What did Fable 5 achieve on KernelBench-Mega?

Fable 5 reportedly achieved an 18.71x decode speedup over an optimized PyTorch reference on the 02_kimi_linear_decode task. The result was produced within a single autonomous session under a 3-hour ceiling.

Why is a CUDA megakernel difficult to write?

A megakernel has to coordinate many stages of computation inside one kernel launch. That means the implementation must manage data movement, synchronization, numerical correctness, memory bandwidth, and execution order without splitting the work into safer smaller kernels.

Why does a single kernel launch matter?

Every GPU kernel launch has overhead. In token-by-token decoding, repeated launches can add up quickly. A single fused launch can reduce synchronization and scheduling overhead, which is why Fable 5’s approach is technically meaningful.

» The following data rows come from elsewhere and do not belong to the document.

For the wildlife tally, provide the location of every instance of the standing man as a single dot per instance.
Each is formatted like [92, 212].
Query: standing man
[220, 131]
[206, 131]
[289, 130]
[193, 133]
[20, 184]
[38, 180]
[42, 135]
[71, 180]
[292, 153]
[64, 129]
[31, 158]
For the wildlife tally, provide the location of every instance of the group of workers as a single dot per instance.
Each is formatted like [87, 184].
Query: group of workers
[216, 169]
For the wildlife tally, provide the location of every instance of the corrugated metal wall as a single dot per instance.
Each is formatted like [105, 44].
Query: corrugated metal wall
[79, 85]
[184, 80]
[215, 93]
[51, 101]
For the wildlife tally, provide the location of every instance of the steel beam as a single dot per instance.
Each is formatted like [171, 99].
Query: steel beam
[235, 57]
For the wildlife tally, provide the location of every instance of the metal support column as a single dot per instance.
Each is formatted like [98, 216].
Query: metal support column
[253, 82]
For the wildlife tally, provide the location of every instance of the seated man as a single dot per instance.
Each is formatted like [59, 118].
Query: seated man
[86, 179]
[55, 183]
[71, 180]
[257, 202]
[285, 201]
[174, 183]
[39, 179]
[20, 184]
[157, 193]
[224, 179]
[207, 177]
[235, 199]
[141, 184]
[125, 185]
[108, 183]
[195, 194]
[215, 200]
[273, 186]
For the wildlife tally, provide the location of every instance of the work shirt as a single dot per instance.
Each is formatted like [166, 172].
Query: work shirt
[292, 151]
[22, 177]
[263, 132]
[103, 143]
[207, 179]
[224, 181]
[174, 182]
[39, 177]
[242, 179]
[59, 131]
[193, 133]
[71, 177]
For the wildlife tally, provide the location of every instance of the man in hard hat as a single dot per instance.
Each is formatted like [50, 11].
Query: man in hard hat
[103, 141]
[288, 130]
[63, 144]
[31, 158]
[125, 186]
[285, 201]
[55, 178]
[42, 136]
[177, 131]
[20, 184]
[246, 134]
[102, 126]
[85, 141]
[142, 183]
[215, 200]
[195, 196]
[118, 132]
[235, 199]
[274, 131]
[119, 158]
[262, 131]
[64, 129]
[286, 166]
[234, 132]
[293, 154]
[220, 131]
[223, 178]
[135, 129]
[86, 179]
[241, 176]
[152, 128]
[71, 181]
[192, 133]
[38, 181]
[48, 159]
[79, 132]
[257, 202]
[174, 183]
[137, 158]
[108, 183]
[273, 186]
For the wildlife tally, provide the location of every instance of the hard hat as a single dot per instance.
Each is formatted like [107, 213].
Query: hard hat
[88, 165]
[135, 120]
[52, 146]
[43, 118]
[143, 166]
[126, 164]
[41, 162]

Is this proof of recursive self-improvement?

It is not proof of a complete autonomous self-improvement loop. It is better understood as a concrete signal that AI systems are starting to automate tasks that can improve AI infrastructure, such as kernel design and inference optimization.

Can this kind of AI-generated CUDA code be used in production?

Not directly without careful review. Performance code needs strict correctness checks, profiling, regression tests, and hardware-specific validation. A fast benchmark result is promising, but production deployment requires much more verification.

What tools are useful for studying this result?

KernelBench-Mega provides the leaderboard and run artifacts. PyTorch profiler, CUDA tooling, Hugging Face trace datasets, and GPU profiling tools are useful for understanding how the generated kernel behaves.

Related Tools

  • KernelBench-Mega: The benchmark page for whole-block megakernel results and run artifacts.
  • KernelBench GitHub Repository: The original benchmark framework for evaluating LLM-generated GPU kernels.
  • NVIDIA CUDA Toolkit: The core toolkit for writing, compiling, and profiling CUDA applications.
  • PyTorch Profiler: A profiling tool used to inspect execution time, kernel launches, and runtime behavior in PyTorch workloads.
  • Hugging Face Datasets: A platform for hosting datasets and benchmark traces, including KernelBench run artifacts.
  • Triton: A language and compiler for writing custom GPU kernels often used in AI performance engineering.

Related Links

Summary

This article explains why Fable 5’s reported KernelBench-Mega result is more than another benchmark win. The important detail is the single-launch CUDA megakernel: a fused path that handled a complex decode workload with far less launch overhead than multi-kernel solutions.

The result also matters because it points toward AI systems becoming better at performance engineering tasks that support AI development itself. Faster kernels can make inference and training more efficient, and that creates a feedback loop worth watching.

At the same time, AI-generated low-level code should not be treated as production-ready by default. Correctness, profiling, hardware behavior, and regression testing still matter.

The real takeaway: Fable 5’s megakernel is a strong signal that AI-assisted GPU performance engineering is moving from demo territory into serious infrastructure work.